Die ersten Entwerfer der Stahlrohrmöbel waren alle zugleich Architekten:
Mart Stam, Gerrit Rietveld, die Gebrüder Heinz und Bodo Rasch, Ludwig Mies
van der Rohe und Marcel Breuer. Ihre Konzepte von den Aufgaben des Bauens
und der Rolle der Architektur im Prozeß gesellschaftlicher Veränderungen
lassen sich bis in ihre Möbel-Entwürfe hinein verfolgen. Schon auf der
Stuttgarter Werkbundausstellung „Die Wohnung“ standen sich die ästhetisch
geprägte Material- Ökonomie von Ludwig Mies van der Rohe, der mit den
rundgeschwungenen Kufen seines Freischwingers eine tänzerische Chiffre in
den Raum schrieb, und die Material-Askese von Mart Stam gegenüber, der sich
am sozialen Existenzminimum orientieren wollte.
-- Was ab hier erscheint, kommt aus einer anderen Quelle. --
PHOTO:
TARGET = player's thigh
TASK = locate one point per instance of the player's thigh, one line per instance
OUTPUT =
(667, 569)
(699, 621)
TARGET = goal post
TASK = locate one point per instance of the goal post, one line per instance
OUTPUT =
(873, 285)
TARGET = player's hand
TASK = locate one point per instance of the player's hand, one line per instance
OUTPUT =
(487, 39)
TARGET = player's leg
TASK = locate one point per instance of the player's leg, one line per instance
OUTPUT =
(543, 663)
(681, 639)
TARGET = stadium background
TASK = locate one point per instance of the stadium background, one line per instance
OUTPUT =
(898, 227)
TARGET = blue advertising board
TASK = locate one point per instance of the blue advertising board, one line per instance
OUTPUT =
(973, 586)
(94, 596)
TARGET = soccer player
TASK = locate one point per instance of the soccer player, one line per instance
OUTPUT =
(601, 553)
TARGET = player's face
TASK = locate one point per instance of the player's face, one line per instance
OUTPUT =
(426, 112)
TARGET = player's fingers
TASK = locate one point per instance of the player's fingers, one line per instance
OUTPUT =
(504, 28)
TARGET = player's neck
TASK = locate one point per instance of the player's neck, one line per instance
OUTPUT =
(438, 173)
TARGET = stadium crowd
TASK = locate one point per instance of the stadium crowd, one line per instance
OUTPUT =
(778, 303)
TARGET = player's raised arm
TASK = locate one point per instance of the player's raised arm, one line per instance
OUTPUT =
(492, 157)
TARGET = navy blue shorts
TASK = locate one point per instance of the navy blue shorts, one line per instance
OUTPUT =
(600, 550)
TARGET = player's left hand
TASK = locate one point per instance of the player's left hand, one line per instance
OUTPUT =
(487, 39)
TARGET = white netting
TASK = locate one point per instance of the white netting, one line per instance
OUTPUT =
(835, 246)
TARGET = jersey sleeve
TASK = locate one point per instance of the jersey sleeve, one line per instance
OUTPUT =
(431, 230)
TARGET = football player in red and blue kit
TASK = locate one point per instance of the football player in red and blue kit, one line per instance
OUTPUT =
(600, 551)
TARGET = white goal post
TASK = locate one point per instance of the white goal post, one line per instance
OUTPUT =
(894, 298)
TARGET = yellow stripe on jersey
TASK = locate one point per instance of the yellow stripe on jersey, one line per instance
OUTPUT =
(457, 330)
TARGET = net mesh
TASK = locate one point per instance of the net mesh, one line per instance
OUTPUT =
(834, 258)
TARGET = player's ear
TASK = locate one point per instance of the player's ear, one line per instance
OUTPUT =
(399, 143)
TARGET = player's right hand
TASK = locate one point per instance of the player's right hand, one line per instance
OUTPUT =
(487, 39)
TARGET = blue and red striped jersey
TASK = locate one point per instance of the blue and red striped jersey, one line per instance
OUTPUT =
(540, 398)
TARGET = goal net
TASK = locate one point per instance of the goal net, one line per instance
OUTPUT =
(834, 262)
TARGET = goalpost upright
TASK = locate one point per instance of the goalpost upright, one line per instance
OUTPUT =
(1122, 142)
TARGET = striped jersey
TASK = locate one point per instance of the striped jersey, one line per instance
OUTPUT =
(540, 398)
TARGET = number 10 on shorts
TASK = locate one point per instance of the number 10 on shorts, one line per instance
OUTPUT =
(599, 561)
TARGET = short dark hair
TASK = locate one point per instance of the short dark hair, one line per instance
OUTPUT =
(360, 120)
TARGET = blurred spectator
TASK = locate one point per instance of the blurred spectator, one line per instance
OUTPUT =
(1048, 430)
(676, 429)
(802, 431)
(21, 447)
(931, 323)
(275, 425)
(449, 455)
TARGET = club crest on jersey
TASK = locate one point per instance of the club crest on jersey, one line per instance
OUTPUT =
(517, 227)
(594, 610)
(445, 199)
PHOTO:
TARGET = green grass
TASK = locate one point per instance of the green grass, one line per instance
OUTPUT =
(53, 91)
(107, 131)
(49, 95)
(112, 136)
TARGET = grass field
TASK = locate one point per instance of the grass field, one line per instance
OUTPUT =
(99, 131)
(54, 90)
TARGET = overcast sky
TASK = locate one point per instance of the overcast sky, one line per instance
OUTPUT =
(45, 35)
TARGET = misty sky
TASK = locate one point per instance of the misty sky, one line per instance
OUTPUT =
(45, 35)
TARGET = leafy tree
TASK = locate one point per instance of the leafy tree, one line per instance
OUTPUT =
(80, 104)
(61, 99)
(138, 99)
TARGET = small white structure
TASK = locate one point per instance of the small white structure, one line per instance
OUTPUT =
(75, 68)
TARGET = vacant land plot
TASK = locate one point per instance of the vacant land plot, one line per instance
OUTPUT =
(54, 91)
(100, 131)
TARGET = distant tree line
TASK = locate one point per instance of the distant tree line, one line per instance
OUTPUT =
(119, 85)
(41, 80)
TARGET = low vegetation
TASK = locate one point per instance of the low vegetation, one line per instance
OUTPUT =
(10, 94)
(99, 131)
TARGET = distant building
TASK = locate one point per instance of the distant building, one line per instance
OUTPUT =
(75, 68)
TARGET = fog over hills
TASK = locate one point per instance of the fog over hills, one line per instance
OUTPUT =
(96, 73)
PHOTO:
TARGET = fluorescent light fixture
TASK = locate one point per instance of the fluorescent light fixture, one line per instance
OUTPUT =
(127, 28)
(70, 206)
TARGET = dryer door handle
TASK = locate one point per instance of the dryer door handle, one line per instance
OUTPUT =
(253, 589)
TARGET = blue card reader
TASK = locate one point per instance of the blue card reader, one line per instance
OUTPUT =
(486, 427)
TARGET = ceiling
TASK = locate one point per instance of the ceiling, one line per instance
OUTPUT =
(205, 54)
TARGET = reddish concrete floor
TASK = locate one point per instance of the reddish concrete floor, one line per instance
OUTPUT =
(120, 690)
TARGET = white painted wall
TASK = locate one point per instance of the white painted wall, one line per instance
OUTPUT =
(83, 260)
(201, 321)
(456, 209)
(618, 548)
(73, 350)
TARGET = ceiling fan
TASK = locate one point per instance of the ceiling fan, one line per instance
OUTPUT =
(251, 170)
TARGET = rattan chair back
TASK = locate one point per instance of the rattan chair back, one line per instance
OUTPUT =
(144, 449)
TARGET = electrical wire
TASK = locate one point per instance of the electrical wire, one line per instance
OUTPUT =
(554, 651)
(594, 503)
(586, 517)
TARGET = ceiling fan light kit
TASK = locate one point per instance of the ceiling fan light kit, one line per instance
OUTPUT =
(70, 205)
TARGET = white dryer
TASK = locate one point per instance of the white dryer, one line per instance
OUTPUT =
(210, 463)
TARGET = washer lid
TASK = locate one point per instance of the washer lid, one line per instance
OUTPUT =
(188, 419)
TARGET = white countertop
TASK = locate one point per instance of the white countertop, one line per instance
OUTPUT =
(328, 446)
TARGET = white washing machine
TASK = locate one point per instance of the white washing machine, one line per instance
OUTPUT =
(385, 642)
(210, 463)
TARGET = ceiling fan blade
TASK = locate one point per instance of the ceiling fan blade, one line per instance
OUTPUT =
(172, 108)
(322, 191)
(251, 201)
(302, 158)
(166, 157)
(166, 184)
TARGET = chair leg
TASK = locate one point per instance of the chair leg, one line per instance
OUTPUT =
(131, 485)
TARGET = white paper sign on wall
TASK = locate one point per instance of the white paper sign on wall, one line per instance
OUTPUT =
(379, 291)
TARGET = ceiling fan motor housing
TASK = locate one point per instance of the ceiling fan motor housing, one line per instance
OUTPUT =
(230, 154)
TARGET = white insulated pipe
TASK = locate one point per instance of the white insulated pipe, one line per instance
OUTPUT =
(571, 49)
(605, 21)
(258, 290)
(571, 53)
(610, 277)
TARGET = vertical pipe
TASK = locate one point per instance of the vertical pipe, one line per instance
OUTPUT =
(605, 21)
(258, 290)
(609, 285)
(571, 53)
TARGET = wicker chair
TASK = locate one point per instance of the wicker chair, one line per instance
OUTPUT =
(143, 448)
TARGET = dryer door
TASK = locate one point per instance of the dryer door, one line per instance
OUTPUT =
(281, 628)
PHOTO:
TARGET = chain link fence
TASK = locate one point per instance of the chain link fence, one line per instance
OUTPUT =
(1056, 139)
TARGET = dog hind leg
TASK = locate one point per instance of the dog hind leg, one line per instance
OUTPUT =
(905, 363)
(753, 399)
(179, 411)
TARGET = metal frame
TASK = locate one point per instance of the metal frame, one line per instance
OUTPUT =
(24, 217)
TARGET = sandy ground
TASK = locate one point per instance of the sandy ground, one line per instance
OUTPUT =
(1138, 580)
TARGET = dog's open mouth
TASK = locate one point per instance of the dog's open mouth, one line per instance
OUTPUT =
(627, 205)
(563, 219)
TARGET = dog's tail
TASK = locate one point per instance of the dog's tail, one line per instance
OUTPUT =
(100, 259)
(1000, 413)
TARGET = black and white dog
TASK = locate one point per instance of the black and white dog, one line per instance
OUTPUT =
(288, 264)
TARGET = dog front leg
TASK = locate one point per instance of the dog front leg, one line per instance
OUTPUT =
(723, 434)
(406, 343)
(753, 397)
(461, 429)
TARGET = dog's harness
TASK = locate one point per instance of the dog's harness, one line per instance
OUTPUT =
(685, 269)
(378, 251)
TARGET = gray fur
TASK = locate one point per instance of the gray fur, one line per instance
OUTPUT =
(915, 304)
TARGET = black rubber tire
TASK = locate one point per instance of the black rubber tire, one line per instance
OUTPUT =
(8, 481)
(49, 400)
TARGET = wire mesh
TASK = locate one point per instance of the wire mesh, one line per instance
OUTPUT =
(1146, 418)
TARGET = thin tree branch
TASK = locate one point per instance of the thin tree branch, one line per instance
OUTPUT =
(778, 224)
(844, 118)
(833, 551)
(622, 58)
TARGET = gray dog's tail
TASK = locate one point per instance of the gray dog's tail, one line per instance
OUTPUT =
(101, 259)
Nachbauten seiner beiden
schwarz gestrichenen Gestelle von 1927, für einen Stuhl mit durchgezogener
Linie und eine zusammenschraubbare Version mit Armlehnen, empfangen den
Besucher der Dessauer Ausstellungshalle — ohne Sitz- oder Rückenlehne — als
pure Demonstrationsobjekte des geringen Material- und Produktionsaufwands.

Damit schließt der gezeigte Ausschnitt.